# Non-centered parameterization of measurement error model

Hey all,

I had a quick question about the measurement error model from section 6.1 of the Stan users guide. I’m trying to implement it in a logistic regression setting as follows using a non-centered parametrization for the measurement hierarchy. In my case, I have known standard deviations for each predictor variable, which differs from the constant measurement error assumed in the example.

data {
int <lower = 1> N; //number of data points
vector[N] x1_obs; //observed values
vector[N] x1_sd; //known sd
vector[N] x2_obs; //observed values
vector[N] x2_sd; //known sd
int<lower=0,upper=1> y[N];
}

parameters {
vector[N] x1_true_raw;
vector[N] x2_true_raw;
real x1_pmu; // population hyperparameters
real x2_psd;
real x1_pmu;
real x1_psd;
real b0;
real b1;
real b2;

}

transformed parameters{
vector[N] x1_true;
vector[N] x2_true;
x1_true = x1_pmu + x1_psd * x1_true_raw;
x2_true = x2_pmu + x2_psd * x2_true_raw;

}
model {
x1_true_raw ~ normal(0,1);
x2_true_raw ~ normal(0,1);
x1_obs ~ normal(x1_true, x1_sd); // measurement error
x2_obs ~ normal(x2_true, x2_sd);
b0 ~ normal(0,10);
b1 ~ normal(0,10);
b2 ~ normal(0,10);
y ~ bernoulli_logit(b0 + b1 * x1_true + b2*x2_true);

}

To me, this seems like a fairly straightforward model to use a non-centered re-parameterization:
x_{true} \sim (x_{pmu}, x_{psd}) \leftrightarrow x_{true} = x_{pmu} + x_{observed}^* * x_{psd}, x_{true}^* \sim N(0,1)

However, when running the model I get very odd posteriors for the x,_true_raw values.
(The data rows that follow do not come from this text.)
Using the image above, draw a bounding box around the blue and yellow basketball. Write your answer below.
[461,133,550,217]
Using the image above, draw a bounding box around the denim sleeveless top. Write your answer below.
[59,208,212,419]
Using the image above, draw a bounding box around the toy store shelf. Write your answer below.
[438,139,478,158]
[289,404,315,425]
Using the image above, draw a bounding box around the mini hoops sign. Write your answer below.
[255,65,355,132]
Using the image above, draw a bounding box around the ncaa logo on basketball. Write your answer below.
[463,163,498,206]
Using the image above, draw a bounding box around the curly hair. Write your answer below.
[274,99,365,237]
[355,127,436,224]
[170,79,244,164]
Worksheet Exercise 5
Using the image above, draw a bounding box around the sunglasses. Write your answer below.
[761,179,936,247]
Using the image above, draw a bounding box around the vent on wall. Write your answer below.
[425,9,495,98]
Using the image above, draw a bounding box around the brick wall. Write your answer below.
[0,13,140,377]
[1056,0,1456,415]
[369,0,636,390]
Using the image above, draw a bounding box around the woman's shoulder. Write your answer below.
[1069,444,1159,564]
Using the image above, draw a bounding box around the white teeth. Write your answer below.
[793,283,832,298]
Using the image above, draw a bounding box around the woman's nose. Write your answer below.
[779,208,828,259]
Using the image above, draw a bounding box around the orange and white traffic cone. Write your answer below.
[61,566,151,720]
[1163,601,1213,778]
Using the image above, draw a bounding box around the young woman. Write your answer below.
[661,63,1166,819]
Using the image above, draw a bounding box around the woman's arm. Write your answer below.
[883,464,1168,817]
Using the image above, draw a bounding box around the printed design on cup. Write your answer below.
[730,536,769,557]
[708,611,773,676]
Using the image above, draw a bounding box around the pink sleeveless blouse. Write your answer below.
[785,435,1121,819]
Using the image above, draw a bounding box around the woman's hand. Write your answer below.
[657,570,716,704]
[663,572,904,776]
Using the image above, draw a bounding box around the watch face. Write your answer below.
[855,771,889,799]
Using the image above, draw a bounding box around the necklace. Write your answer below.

They look like this (the screengrab has my normal predictor variable name, I changed it to x1 in the posted data for simplicity):

Oddly enough, the rest of the model performs just fine. It recovers the proper distributions for each predictor variable observation and the population mean/sd while also estimating the coefficients the same as the non-centered version (with high effective sample sizes, good rhat and traceplot mixing). Anyone have any advice or know why this happening?

I think x1_true_raw has a bimodal but symmetric distribution because you are not constraining x1_psd to be positive. If you flip the sign of x1_true_raw and x1_psd, their contribution stays the same. You can define the standard deviations as

real <lower=0> x1_psd;
real <lower=0> x1_psd;

It’s also a good idea to put some priors on the _pmu and _psd parameters.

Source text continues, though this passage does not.